A camera-equipped and remotely controlled underwater submarine was used by NOAA to examine the scene and determine that they had in fact found the right carrier.
“After 64 years on the seafloor, Independence sits on the bottom as if ready to launch its planes,” said James Delgado, a chief scientist for NOAA’s Independence mission. “This ship fought a long, hard war in the Pacific and after the war was subjected to two atomic blasts that ripped through the ship. It is a reminder of the industrial might and skill of the ‘greatest generation’ that sent not only this ship, but their loved ones to war.”
— Sanctuaries (NOAA) (@sanctuaries) April 16, 2015
During the Second World War, the Independence saw combat at the Battled of Tarawa, Cape Engano and Wake Island, and at one point had was seriously damaged by Japanese torpedo planes but reentered into service nevertheless. Once the war was over, the Independence was used to gauge the effects of atomic bomb tests at Bikini Atoll; during two historic tests undertaken in the Pacific, the carrier sat in the ocean within sight of ground zero.
“The USS Independence, like dozens of ships involved in Operation Crossroads, was damaged by the shock waves, heat and radiation from the tests and ultimately was sent back to US Waters,” Live Science reported this week. Until 1951, that is, when the Navy dragged it from the California coast and let it sink. Today, scientists say the ship is around 2,600 feet below the ocean surface.
According to Delgado, drums of radioactive material are buried within the ship – potentially upwards of 100. The San Jose Mercury news reported that the barrels of waste were filled with concrete and sealed deep inside the ship behind thick brick walls, and experts say they don’t think there’s any cause for concern.

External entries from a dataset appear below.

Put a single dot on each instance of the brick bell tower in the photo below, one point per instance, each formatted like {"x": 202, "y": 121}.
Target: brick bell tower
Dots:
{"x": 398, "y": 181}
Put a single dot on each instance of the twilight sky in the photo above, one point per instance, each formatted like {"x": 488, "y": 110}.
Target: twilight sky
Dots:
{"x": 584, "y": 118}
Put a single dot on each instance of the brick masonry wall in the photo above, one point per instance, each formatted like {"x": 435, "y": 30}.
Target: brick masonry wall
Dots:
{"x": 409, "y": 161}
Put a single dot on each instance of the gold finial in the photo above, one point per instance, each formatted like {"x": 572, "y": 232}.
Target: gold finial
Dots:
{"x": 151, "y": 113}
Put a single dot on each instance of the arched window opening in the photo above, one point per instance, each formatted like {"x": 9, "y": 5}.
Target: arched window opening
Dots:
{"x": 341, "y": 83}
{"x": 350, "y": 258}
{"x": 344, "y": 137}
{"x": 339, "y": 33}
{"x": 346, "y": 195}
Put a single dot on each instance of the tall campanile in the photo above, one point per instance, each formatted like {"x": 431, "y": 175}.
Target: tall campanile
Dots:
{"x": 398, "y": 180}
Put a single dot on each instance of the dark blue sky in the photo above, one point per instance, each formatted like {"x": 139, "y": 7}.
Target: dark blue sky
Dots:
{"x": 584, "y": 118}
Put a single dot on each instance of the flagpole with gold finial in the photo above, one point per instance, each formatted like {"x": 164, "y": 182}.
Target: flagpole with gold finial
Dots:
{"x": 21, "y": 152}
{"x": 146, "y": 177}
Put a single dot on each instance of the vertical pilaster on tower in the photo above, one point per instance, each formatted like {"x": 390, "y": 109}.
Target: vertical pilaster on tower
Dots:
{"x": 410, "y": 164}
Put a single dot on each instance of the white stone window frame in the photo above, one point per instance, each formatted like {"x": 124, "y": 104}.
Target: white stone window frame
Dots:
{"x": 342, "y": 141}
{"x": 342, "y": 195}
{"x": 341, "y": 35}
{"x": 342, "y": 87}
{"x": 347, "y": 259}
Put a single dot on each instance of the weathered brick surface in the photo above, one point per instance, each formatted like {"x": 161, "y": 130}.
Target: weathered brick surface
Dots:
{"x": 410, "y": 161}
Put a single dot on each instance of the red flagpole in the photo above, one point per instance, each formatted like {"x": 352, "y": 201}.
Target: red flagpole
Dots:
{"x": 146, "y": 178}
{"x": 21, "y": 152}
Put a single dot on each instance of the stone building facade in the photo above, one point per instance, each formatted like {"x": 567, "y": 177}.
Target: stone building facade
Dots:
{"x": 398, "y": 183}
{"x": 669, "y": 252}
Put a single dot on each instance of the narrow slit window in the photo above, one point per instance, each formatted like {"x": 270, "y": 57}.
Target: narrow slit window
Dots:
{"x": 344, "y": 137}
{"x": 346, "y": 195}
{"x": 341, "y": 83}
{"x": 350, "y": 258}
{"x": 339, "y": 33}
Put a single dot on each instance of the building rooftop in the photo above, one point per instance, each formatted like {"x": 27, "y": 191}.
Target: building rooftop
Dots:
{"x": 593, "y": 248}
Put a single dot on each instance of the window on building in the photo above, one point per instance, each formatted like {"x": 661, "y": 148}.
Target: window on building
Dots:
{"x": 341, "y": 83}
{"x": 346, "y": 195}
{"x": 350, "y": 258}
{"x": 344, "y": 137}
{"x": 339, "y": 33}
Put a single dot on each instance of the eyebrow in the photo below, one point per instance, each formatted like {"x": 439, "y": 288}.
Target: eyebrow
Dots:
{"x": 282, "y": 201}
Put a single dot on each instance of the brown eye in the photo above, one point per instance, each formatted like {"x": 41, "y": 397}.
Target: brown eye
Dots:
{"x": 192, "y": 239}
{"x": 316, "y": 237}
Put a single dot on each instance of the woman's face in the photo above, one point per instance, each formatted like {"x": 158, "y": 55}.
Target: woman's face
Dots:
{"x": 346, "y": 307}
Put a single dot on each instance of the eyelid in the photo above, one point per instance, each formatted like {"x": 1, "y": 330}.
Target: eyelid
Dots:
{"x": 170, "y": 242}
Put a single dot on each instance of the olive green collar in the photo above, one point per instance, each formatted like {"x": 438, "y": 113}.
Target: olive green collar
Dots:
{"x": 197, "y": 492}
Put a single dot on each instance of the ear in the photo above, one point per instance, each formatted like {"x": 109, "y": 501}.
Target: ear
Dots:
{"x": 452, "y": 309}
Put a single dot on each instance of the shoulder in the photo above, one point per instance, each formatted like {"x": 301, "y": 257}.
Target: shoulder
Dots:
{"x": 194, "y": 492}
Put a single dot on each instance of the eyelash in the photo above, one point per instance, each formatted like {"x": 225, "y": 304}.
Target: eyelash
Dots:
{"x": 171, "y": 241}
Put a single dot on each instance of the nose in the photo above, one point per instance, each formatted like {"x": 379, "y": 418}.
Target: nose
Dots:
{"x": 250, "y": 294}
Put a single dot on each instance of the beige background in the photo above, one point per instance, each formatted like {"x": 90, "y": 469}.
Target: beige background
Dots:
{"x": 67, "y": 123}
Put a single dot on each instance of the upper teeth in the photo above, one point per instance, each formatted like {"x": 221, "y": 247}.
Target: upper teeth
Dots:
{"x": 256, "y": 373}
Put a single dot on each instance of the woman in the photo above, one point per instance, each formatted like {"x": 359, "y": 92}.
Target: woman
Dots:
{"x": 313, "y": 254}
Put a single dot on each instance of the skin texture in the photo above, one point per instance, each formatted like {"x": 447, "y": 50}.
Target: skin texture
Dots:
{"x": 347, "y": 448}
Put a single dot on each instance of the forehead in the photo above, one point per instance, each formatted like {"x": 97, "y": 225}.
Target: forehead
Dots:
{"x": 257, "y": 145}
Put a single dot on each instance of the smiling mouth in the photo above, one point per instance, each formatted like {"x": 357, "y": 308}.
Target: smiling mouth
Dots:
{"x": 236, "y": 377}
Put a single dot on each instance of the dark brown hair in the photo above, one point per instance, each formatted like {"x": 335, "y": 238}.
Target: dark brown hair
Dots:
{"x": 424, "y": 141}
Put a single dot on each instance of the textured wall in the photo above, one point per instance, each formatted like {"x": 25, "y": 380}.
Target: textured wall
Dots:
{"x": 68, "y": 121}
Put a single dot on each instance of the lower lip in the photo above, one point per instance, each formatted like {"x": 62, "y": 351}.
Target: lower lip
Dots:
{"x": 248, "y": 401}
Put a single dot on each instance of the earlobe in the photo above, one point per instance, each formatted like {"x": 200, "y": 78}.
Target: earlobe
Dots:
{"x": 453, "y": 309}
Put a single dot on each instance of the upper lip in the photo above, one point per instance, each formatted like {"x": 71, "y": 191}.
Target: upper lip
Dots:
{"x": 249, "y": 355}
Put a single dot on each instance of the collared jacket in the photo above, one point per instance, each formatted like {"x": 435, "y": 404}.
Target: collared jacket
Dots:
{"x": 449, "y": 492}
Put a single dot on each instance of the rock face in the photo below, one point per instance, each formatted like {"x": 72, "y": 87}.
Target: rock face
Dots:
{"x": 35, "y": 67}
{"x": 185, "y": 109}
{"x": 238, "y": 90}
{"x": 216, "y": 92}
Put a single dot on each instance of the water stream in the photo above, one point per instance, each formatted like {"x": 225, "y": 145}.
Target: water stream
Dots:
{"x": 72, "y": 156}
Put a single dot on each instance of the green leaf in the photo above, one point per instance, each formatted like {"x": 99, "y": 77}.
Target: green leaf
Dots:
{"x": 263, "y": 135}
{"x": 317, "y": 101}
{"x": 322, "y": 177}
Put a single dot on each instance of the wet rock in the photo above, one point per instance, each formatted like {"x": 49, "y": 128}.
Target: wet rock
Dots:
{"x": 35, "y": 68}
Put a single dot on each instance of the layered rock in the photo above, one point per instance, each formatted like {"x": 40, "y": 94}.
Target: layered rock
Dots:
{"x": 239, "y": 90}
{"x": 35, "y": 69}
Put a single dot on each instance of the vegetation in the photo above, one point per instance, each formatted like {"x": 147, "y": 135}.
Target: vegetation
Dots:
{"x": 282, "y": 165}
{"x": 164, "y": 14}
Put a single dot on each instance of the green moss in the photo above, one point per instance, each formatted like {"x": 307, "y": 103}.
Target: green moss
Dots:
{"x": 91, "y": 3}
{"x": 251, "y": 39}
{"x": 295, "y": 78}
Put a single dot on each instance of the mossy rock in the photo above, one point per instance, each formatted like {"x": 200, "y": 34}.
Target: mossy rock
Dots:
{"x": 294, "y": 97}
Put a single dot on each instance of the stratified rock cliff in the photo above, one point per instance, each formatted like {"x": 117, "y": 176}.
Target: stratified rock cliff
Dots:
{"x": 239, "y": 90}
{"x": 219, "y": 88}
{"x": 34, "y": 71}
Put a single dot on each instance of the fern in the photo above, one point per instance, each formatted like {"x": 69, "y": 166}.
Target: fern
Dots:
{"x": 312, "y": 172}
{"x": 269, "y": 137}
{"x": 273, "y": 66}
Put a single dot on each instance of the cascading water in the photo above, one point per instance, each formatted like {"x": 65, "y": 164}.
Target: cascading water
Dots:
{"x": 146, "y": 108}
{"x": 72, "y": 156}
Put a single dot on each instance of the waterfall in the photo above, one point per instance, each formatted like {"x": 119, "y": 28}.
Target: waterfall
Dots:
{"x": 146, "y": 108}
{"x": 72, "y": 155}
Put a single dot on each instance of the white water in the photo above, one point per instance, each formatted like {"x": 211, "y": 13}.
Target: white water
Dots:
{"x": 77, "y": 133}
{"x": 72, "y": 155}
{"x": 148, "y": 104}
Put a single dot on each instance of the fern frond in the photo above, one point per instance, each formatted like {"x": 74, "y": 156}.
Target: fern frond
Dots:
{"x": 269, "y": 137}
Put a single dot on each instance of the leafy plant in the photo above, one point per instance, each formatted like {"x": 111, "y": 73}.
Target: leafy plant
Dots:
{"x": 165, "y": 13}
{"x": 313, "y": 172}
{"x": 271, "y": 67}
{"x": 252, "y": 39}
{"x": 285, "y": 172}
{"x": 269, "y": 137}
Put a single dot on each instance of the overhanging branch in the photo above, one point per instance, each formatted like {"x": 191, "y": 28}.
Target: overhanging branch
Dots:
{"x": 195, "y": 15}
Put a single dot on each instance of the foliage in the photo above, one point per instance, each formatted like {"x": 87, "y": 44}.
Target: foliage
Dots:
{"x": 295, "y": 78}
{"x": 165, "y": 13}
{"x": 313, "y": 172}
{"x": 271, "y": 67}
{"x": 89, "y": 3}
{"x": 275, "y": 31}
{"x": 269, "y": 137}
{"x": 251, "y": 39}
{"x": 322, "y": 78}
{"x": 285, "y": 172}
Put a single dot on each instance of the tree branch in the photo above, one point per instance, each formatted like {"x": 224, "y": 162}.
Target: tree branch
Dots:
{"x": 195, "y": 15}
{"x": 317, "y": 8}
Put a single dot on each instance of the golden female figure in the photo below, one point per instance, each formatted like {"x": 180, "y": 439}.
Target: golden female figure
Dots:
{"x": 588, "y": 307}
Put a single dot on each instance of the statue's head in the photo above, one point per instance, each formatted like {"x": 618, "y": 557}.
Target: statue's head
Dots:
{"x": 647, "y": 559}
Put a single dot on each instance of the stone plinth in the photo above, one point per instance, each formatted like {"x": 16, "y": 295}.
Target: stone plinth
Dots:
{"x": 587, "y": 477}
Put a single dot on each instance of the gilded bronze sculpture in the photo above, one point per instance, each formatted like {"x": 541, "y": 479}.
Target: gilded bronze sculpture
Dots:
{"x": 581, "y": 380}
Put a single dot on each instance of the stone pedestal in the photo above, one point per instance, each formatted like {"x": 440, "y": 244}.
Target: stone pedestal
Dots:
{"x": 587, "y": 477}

“Even if some of the radioactive materials 'leaked' or still 'leak' from the ship, this radioactivity will be diluted very quickly in the water reducing the concentration substantially,” Kai Vetter, a nuclear physicist at UC Berkeley, told Live Science. “In addition, the radiation emitted by the radioactive materials on the ship will not travel very far as the water is an excellent shield.”